Pentrecagal
This settlement has grown up around a road junction, where one of the roads out of the Drefach-Felindre valleys joined the main road down the Teifi Valley. The name (cagal means sheep dung) gives an earthy reminder of how important farming has always been here. Even at the height of prosperity at the end of the last century, many small mill owners and workers were also farmers or had small holdings. Much greater use was made then of local resources than today.
Pwll y Gwyddau on the road between Pentrecagal and Waungilwen was known as 'the clay pools' because people came from quite a wide area to dig out the clay to mix with coal dust to make culm balls (Welsh pele) for all the household's fires and kitchen range.
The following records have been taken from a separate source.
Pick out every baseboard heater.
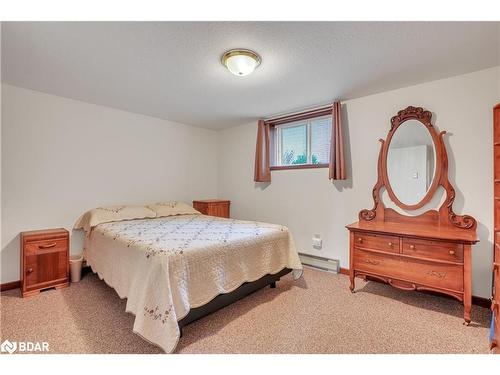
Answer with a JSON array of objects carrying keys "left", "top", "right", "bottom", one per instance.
[{"left": 299, "top": 253, "right": 340, "bottom": 273}]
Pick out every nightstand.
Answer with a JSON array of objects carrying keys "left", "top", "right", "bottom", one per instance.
[
  {"left": 193, "top": 199, "right": 231, "bottom": 219},
  {"left": 21, "top": 228, "right": 69, "bottom": 297}
]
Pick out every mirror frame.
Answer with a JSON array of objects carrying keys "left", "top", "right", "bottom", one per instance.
[
  {"left": 358, "top": 106, "right": 477, "bottom": 231},
  {"left": 382, "top": 108, "right": 442, "bottom": 210}
]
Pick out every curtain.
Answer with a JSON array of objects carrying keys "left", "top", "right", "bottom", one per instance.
[
  {"left": 254, "top": 120, "right": 271, "bottom": 182},
  {"left": 328, "top": 102, "right": 346, "bottom": 180}
]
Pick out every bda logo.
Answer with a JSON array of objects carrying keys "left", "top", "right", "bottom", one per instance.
[{"left": 0, "top": 340, "right": 17, "bottom": 354}]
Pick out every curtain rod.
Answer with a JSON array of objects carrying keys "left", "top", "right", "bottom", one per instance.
[{"left": 263, "top": 101, "right": 345, "bottom": 122}]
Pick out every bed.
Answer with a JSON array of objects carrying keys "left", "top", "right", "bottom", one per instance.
[{"left": 75, "top": 202, "right": 302, "bottom": 353}]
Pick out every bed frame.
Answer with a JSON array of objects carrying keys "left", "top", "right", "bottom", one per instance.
[{"left": 179, "top": 268, "right": 292, "bottom": 337}]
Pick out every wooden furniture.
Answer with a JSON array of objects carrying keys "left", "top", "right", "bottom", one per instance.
[
  {"left": 347, "top": 107, "right": 478, "bottom": 324},
  {"left": 193, "top": 199, "right": 231, "bottom": 219},
  {"left": 21, "top": 228, "right": 69, "bottom": 297},
  {"left": 491, "top": 104, "right": 500, "bottom": 354}
]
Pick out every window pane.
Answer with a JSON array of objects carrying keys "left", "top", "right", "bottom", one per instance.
[
  {"left": 281, "top": 124, "right": 307, "bottom": 165},
  {"left": 311, "top": 117, "right": 332, "bottom": 164}
]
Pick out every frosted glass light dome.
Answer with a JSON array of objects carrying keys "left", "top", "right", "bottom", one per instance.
[{"left": 222, "top": 49, "right": 261, "bottom": 77}]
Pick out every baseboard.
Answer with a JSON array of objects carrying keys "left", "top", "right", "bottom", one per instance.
[
  {"left": 0, "top": 280, "right": 21, "bottom": 292},
  {"left": 339, "top": 267, "right": 491, "bottom": 309},
  {"left": 472, "top": 296, "right": 491, "bottom": 309},
  {"left": 339, "top": 267, "right": 349, "bottom": 275}
]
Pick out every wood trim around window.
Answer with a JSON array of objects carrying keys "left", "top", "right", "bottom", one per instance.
[
  {"left": 271, "top": 163, "right": 330, "bottom": 171},
  {"left": 265, "top": 105, "right": 333, "bottom": 127},
  {"left": 265, "top": 105, "right": 333, "bottom": 171}
]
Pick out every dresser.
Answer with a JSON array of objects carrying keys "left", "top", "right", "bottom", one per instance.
[
  {"left": 347, "top": 221, "right": 477, "bottom": 324},
  {"left": 346, "top": 106, "right": 479, "bottom": 325},
  {"left": 193, "top": 199, "right": 231, "bottom": 218},
  {"left": 21, "top": 228, "right": 69, "bottom": 297}
]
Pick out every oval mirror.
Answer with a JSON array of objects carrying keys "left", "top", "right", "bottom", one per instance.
[{"left": 386, "top": 120, "right": 436, "bottom": 206}]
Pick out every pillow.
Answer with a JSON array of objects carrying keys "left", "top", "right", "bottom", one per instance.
[
  {"left": 74, "top": 206, "right": 156, "bottom": 233},
  {"left": 146, "top": 202, "right": 201, "bottom": 217}
]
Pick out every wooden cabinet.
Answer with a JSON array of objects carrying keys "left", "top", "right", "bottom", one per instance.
[
  {"left": 21, "top": 228, "right": 69, "bottom": 297},
  {"left": 193, "top": 199, "right": 231, "bottom": 218},
  {"left": 347, "top": 222, "right": 477, "bottom": 323},
  {"left": 347, "top": 106, "right": 478, "bottom": 324}
]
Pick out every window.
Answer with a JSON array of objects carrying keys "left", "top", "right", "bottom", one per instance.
[{"left": 271, "top": 115, "right": 332, "bottom": 169}]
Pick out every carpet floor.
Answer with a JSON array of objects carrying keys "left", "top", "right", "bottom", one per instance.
[{"left": 0, "top": 269, "right": 490, "bottom": 353}]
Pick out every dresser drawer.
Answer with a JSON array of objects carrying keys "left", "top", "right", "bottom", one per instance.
[
  {"left": 24, "top": 238, "right": 68, "bottom": 256},
  {"left": 402, "top": 238, "right": 464, "bottom": 263},
  {"left": 405, "top": 258, "right": 464, "bottom": 292},
  {"left": 354, "top": 233, "right": 399, "bottom": 253},
  {"left": 354, "top": 249, "right": 404, "bottom": 277},
  {"left": 24, "top": 251, "right": 68, "bottom": 290}
]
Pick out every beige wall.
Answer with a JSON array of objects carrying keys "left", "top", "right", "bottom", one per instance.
[
  {"left": 0, "top": 85, "right": 217, "bottom": 283},
  {"left": 219, "top": 67, "right": 500, "bottom": 297}
]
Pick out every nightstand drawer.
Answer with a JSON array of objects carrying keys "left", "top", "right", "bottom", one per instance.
[
  {"left": 25, "top": 238, "right": 68, "bottom": 256},
  {"left": 21, "top": 228, "right": 69, "bottom": 297},
  {"left": 24, "top": 251, "right": 68, "bottom": 290},
  {"left": 193, "top": 199, "right": 231, "bottom": 219}
]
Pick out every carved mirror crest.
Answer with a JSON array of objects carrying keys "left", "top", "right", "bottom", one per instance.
[{"left": 359, "top": 106, "right": 477, "bottom": 230}]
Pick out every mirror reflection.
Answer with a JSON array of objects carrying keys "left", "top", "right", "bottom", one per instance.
[{"left": 387, "top": 120, "right": 436, "bottom": 205}]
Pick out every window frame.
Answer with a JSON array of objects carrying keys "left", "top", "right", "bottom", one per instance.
[{"left": 266, "top": 106, "right": 333, "bottom": 171}]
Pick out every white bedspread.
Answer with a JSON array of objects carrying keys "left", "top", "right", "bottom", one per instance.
[{"left": 85, "top": 215, "right": 302, "bottom": 353}]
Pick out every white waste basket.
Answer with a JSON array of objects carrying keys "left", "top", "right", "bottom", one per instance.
[{"left": 69, "top": 255, "right": 83, "bottom": 283}]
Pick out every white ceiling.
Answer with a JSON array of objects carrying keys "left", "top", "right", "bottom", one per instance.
[{"left": 2, "top": 22, "right": 500, "bottom": 129}]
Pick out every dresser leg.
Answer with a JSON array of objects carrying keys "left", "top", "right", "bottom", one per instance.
[
  {"left": 349, "top": 271, "right": 356, "bottom": 293},
  {"left": 349, "top": 231, "right": 355, "bottom": 293},
  {"left": 464, "top": 245, "right": 472, "bottom": 326}
]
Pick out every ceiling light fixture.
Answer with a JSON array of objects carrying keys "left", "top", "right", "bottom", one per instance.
[{"left": 221, "top": 48, "right": 262, "bottom": 77}]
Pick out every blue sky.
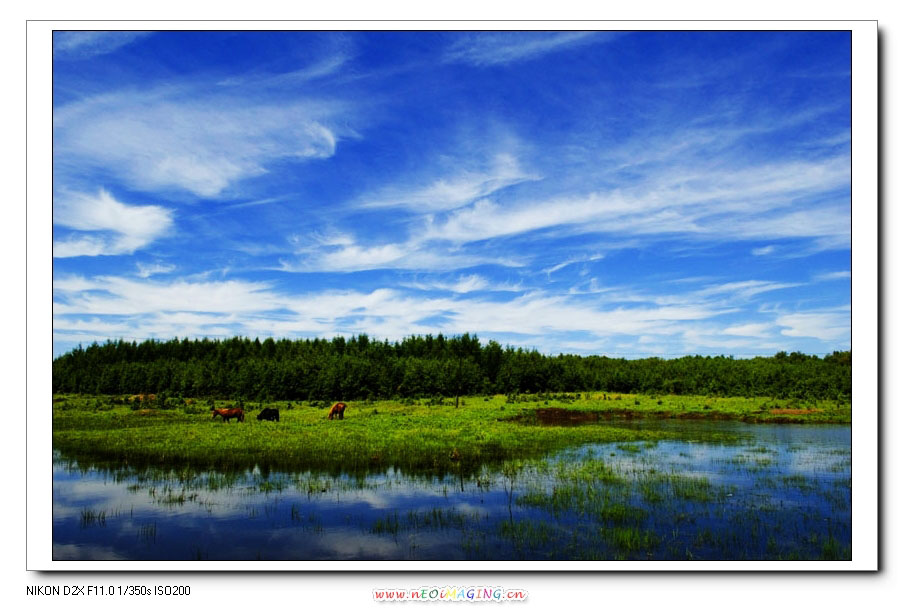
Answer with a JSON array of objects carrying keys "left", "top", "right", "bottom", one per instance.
[{"left": 53, "top": 32, "right": 851, "bottom": 357}]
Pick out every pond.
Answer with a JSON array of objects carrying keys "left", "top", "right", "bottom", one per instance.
[{"left": 53, "top": 420, "right": 851, "bottom": 560}]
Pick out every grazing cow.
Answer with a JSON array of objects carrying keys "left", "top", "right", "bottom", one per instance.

These roads have seen all the changes in the supply and marketing of the woollen industry's raw material - the fleeces - and the finished product - the bales of cloth - from the weaving shops and woollen factories. For all but the largest operators, the wool came from local suppliers and from Welsh mountain sheep.
Sometimes farmers took their fleeces directly to the mills. The larger factories dealt with fell-mongers. Small producers took their own cloth to markets and fairs all over south and west Wales. The larger factories sold to cloth merchants.
The biggest change in transport came when the Carmarthen to Lampeter railway opened in 1864, although the line between Pencader and Newcastle Emlyn, with its station nearby Henllan, didn't open until 1895. But even into the era of the motor-car, horse drawn transport remained and Pentrecagal's smithy did a busy trade.